EVIDENCE FOR BINDING OF LIDOCAINE TO TWO CATALYTICALLY DIFFERENT SITES OF LIVER MICROSOMAL CYTOCHROME P-450

Abstract

Addition of lidocaine to liver microsomes results in biphasic type I spectral titration curves. A high-affinity and a low-affinity binding phase exist. In this study we have found that microsomes from female rats have a marked high affinity phase, which can hardly be observed with microsomes from female guinea-pigs. Male rats were intermediate. On incubation of lidocaine at concentrations of 1 μM or less with female rat liver microsomes a larger fraction of the drug was aromatically hydroxylated than deethylated. The opposite was true for guinea-pig liver microsomes, and microsomes from male rats were intermediate.
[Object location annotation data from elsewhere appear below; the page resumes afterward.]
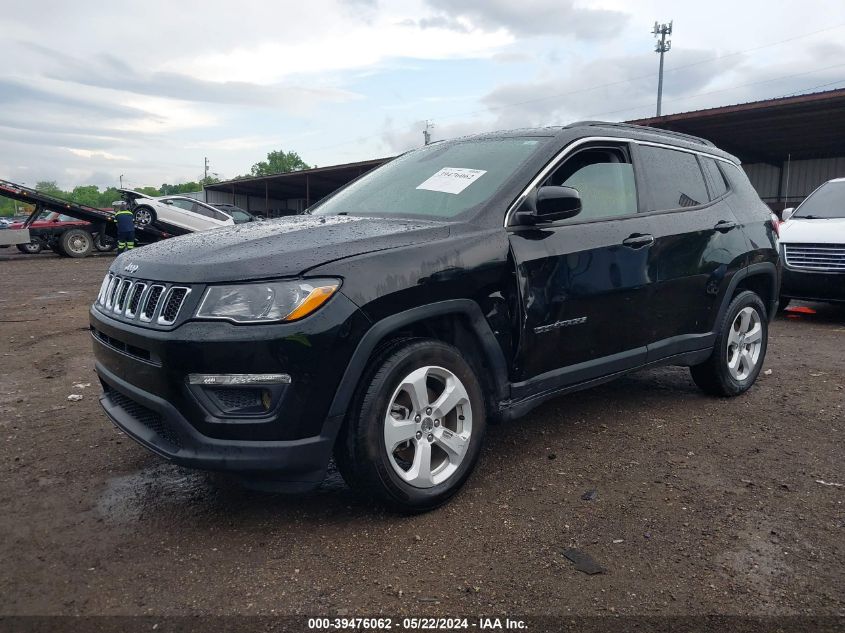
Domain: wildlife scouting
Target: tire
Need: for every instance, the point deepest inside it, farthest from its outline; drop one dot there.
(76, 243)
(144, 216)
(104, 243)
(729, 371)
(398, 478)
(32, 248)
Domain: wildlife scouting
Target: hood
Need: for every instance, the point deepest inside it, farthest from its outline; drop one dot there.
(798, 231)
(276, 248)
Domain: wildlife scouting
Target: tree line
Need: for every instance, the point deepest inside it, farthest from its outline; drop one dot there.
(277, 162)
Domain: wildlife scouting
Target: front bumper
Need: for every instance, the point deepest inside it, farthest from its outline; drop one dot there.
(147, 395)
(159, 427)
(813, 286)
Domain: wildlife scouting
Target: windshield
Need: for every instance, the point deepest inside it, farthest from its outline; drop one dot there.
(438, 181)
(828, 201)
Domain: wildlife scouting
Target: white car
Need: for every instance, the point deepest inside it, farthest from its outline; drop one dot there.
(181, 212)
(813, 246)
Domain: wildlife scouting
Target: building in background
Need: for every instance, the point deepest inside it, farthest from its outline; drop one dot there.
(788, 146)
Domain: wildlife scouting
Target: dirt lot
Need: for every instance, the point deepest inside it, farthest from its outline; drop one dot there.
(703, 505)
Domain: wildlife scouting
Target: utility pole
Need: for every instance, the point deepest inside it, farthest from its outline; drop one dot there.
(663, 45)
(427, 131)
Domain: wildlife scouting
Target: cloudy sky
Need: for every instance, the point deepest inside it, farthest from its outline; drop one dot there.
(90, 90)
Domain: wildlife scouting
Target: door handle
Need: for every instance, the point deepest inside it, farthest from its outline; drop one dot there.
(638, 240)
(723, 226)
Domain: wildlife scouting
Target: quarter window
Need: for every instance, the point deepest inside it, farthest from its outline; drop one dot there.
(674, 178)
(604, 177)
(718, 186)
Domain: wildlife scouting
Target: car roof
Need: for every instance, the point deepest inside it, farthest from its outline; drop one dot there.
(579, 129)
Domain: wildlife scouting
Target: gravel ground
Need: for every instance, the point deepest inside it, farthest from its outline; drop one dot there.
(701, 505)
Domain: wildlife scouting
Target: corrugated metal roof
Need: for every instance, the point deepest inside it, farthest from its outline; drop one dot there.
(804, 126)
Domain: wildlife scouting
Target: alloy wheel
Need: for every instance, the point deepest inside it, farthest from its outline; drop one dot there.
(745, 340)
(143, 217)
(428, 426)
(77, 244)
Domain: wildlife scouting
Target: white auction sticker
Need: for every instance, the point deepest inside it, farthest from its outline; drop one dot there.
(452, 179)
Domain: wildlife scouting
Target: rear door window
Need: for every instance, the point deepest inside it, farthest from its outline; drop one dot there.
(674, 178)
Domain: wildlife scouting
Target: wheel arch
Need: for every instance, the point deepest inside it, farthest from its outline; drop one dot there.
(459, 322)
(761, 278)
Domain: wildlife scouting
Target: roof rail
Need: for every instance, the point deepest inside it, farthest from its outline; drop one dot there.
(656, 130)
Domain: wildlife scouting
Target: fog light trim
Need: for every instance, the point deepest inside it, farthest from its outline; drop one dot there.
(238, 379)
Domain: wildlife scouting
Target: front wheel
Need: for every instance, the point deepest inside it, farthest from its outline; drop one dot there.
(104, 243)
(144, 216)
(76, 243)
(32, 248)
(415, 430)
(740, 348)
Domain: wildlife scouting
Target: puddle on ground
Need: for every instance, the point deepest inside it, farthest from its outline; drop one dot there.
(59, 294)
(126, 498)
(163, 488)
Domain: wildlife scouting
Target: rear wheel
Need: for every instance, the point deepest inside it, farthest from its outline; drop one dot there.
(415, 431)
(144, 216)
(739, 351)
(76, 243)
(32, 248)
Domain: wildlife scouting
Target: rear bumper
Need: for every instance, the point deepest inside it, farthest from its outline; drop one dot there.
(159, 427)
(813, 286)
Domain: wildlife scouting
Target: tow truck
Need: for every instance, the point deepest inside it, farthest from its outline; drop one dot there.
(76, 241)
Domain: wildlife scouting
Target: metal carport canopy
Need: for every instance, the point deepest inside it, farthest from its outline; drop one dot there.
(805, 126)
(308, 184)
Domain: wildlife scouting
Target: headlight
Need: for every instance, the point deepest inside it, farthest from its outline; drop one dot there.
(268, 301)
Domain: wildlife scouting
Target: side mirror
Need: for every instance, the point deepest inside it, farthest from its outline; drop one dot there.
(549, 204)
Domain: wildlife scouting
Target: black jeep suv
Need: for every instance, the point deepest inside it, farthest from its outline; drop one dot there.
(463, 282)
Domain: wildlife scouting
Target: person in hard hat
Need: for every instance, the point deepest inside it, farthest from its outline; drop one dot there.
(125, 229)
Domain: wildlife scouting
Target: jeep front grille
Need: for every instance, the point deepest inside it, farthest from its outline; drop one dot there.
(148, 302)
(172, 305)
(818, 257)
(151, 304)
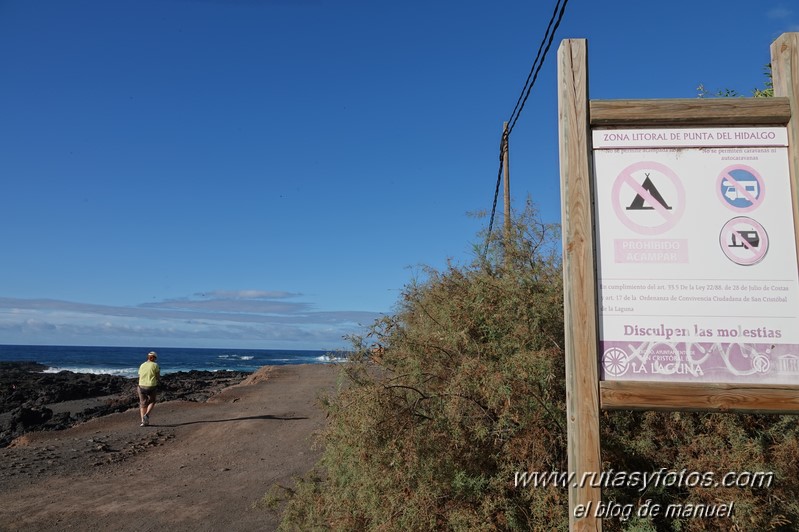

The ratio between the formation of deethylated and hydroxylated metabolite increases with the amount of added lidocaine in all microsomes. These data suggest that the two spectral phases represent different binding sites of cytochrome P-450 with a certain “catalytic specificity” - the “high affinity site” catalyzing aromatic hydroxylation and the “low affinity site” deethylation. Observed differential effects of pH and MgCl2 concentration on aromatic hydroxylation and deethylation further strengthens the view that these reactions are catalyzed by different entities of cytochrome P-450.